Originally Posted by: WarrisAV
1. Does WebRTC concern itself with local IP address to host connection or is it more direct?
2. Will the vMix call find it's way through either or both of the modems through the balancer, or distribute itself equally?
3. Is vMix call cognizant of pathing changes during the call or does it have to be particularly stable.
4. Does load balancing across ISPs impact vMix call in any negotiable way?
Here is some background knowledge that might help you:
1.
There are plenty of websites explaining Webrtc, you should do a quick Google search. A very simplified short summary: both partners (the caller's web browser and your vmix) connect to the vmix webserver telling it the caller IDs. The vmix server then connects the 2 parties by directing them to a STUN server that is acting like a proxy and allows the parties to exchange their connection information. Basically they gather all information they can find on how they could be reached (their local and public IPs etc.) and send that over. The server is just the intermediary between the two. Once that information is exchanged, the two parties try to connect directly using that information. Once they are connected, they do not need the vmix server any more and all data is flowing directly between the two parties.

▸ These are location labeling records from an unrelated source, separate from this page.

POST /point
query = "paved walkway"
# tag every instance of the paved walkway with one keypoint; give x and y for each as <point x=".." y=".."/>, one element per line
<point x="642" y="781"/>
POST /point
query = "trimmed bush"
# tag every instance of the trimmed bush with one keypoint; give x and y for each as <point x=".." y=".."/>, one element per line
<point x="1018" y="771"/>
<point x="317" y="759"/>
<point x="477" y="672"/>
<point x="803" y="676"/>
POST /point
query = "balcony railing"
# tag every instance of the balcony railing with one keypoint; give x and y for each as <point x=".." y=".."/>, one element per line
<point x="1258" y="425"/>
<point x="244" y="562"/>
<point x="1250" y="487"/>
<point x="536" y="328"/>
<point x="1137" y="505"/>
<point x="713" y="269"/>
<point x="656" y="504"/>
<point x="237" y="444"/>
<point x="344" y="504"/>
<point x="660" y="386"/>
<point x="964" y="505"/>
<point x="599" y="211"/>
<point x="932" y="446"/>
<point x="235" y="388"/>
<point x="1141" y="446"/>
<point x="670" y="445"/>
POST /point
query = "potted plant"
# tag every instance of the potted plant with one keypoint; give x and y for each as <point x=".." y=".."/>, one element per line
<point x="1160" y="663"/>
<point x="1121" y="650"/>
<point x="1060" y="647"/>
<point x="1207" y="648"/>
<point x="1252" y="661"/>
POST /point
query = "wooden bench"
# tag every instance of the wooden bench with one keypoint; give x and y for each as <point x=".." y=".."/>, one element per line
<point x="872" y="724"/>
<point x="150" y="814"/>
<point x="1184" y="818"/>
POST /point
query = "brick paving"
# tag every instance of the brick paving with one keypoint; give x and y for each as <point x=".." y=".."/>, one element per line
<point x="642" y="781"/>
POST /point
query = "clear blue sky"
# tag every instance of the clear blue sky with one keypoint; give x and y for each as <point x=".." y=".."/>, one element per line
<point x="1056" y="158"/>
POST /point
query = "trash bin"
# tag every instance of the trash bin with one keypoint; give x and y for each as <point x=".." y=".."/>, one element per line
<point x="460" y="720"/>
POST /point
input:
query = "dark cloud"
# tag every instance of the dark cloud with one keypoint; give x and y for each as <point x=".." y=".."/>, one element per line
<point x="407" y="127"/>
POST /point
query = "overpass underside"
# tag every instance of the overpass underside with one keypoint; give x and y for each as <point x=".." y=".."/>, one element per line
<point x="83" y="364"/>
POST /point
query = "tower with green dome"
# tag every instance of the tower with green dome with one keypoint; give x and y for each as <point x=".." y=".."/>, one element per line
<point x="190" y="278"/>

If a connection is not possible (e.g. both sides are behind a firewall), they can fall back to a TURN server that vmix also offers. This introduces more latency and depending on the server load it could reduce throughput and quality, but all data is now routed via that server that has a public IP and can always be connected to by everyone.
2.
This depends on the router you use. There are different types of load balancing logic that those simple dual-wan routers provide. I hope you have some basic TCP/networking knowledge, otherwise the following might be very confusing:
It is important to understand, that a single data connection can only be using one uplink. So if you have one connection and transfer data (i.e. one big download), it cannot be faster than a single uplink. But if you start a second download, that one can then fully use the second uplink's bandwith. In your case, that's just fine, since every vmix call and your stream are all separate connections that can be distributed to use both links.
Common router logic on which outgoing connection gets routed through which uplink could are like this:
- simple "round robin" logic: first connection uplink 1, second connection uplink 2, third on uplink one again and so on.
- load based logic: the router decides based on the utilization of the uplinks.
the router maintains a translation table to remember what packets need to go out on which uplink in these cases.
Another very common method is the checksum based logic, which avoids having to maintain a routing table:
the router calculates a simple numeric checksum from source and target IPs and ports. Then it does a modulo 2 calculation on that checksum, if the result is 0 the packet gets routed via uplink 1, otherwise it goes via uplink 2. Since the source and destionation IPs and ports cannot change within a tcp connection, this always works.
What does all that mean for your question and vMix? It depends on how your router works. But you should expect the calls to somehow be distributed on both uplinks. Not always exactly 50/50, but a kind of like that.
3. The caller will have to reconnect (reload the browser window) if an uplink fails or the routing gets changed.
4. No, that's just fine. As I described above, your upstream to your streaming provider will not be distributed along both uplinks.
If you get a better router, you can manually create routing tables (if you want to...). I think the Ubiquiti Edgerouter X (pricepoint around only 50 EUR) is the cheapest stable router that allows Dual-WAN. I can recommend that one, have been using it a lot. No need to get expensive Cisco stuff for that application.
I hope that was not too long and complicated... I'm German and always have trouble trying to explain things in a simple way in English language.